Intro to animations
angularjs was originally created as a framework to handle enterprise CRUD applications. With the introduction of the new animations API, angularjs has broadened the possibilities to offer something for designers and developers alike.
The most powerful aspect of angularjs is directives, and angularjs animations are essentially class-based directives that have the power to harness complex animations with the addition of a single class to your markup.
How angularjs handles animations
angularjs animations can be distilled down to five events and a class-based naming convention. Once you’ve grasped the events at play and the naming convention, angularjs animations fade into the background and the animations themselves take center stage.

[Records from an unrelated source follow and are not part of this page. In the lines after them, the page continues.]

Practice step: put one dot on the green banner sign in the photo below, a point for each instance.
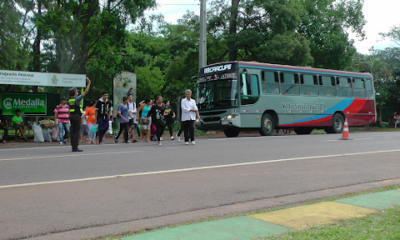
(29, 104)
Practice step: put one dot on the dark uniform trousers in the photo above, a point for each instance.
(75, 120)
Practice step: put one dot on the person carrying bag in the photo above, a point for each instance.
(157, 115)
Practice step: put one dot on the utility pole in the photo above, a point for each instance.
(203, 37)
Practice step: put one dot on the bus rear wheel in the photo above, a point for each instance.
(301, 131)
(337, 124)
(267, 125)
(232, 132)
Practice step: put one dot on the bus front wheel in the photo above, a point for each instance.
(303, 130)
(267, 125)
(337, 124)
(232, 132)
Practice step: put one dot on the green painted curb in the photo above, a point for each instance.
(379, 200)
(238, 228)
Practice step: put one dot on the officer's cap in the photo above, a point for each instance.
(72, 91)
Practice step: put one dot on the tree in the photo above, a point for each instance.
(325, 23)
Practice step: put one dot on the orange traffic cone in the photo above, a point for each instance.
(345, 133)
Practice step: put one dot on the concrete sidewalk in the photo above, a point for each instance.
(278, 222)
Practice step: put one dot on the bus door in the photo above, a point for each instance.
(306, 105)
(270, 97)
(249, 95)
(290, 96)
(327, 97)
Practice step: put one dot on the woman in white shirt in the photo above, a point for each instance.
(189, 108)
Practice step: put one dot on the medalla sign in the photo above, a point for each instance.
(29, 104)
(42, 79)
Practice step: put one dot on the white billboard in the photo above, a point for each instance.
(42, 79)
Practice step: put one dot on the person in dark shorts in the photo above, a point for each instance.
(75, 115)
(103, 111)
(169, 117)
(18, 124)
(132, 112)
(3, 125)
(157, 115)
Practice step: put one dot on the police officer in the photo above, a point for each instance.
(75, 115)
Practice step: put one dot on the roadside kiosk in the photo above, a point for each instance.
(34, 105)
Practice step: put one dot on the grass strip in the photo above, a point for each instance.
(114, 237)
(381, 225)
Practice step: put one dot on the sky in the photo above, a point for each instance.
(381, 16)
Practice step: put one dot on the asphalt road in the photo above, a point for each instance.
(50, 189)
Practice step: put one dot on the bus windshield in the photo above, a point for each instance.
(217, 94)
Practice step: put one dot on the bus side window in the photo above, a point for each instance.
(249, 89)
(344, 87)
(309, 87)
(359, 88)
(270, 82)
(368, 88)
(290, 83)
(327, 86)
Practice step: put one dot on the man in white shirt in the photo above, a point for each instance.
(189, 108)
(132, 116)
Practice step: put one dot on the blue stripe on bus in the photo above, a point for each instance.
(341, 106)
(290, 70)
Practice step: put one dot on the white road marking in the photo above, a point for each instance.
(71, 155)
(44, 147)
(191, 169)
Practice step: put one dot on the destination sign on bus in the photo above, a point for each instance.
(216, 77)
(219, 68)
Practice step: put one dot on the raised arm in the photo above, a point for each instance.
(185, 108)
(87, 86)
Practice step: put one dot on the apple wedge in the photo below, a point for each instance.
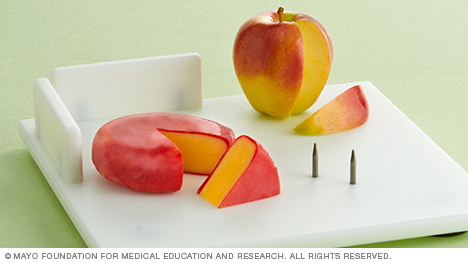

angularjs doesn’t actually do any of the animations themselves, but simply provides the hooks for you to apply your own animations as you see fit. These hooks come in the form of events, and there are only five of them.
The five animation events are enter, leave, move, addClass, and removeClass (see table 6.1).
The angularjs animation furious five
|enter||$animate.enter(element, parent, after, callback);||Appends the element object after the after node or within the parent node and then runs the enter animation on the element|
|leave||$animate.leave(element, callback);||Runs the leave animation and then removes the element from the DOM|
|move||$animate.move(element, parent, after, callback);||Moves the element node either after the after node or inside of the v node and then runs the move animation on the element|
|addClass||$animate.addClass(element, className, callback);||Runs the addClass animation based on the className value and then adds the class to the element|
|removeClass||$animate.removeClass(element, className, callback);||Runs the removeClass animation based on the className value and then removes the class from the element|
The enter and leave events are fired when a DOM element is added or removed from the DOM tree, respectively. The move event is fired when a DOM element changes position within the DOM tree. Last but not least, the addClass and removeClass events are fired when a class is added to or removed from an element, respectively.
The animation-naming convention
The animation-naming convention follows a [class]-[event]-[state] pattern, as shown in figure 6.1. This figure indicates that we’re dealing with a mute class that’s being added and removed, as seen by .mute-add and .mute-remove. The animation defaults to the starting state and then progresses to the active state, as in “the class has been actively applied.” The starting state is .mute-add, and .mute-add-active is the active or completed state.
The animation-naming convention applied to directives
If your animations are defined within CSS and the events are triggered by an angularjs directive such as ng-if or ng-repeat, then the class name will be prefixed with an ng, as in ng-enter and ng-leave.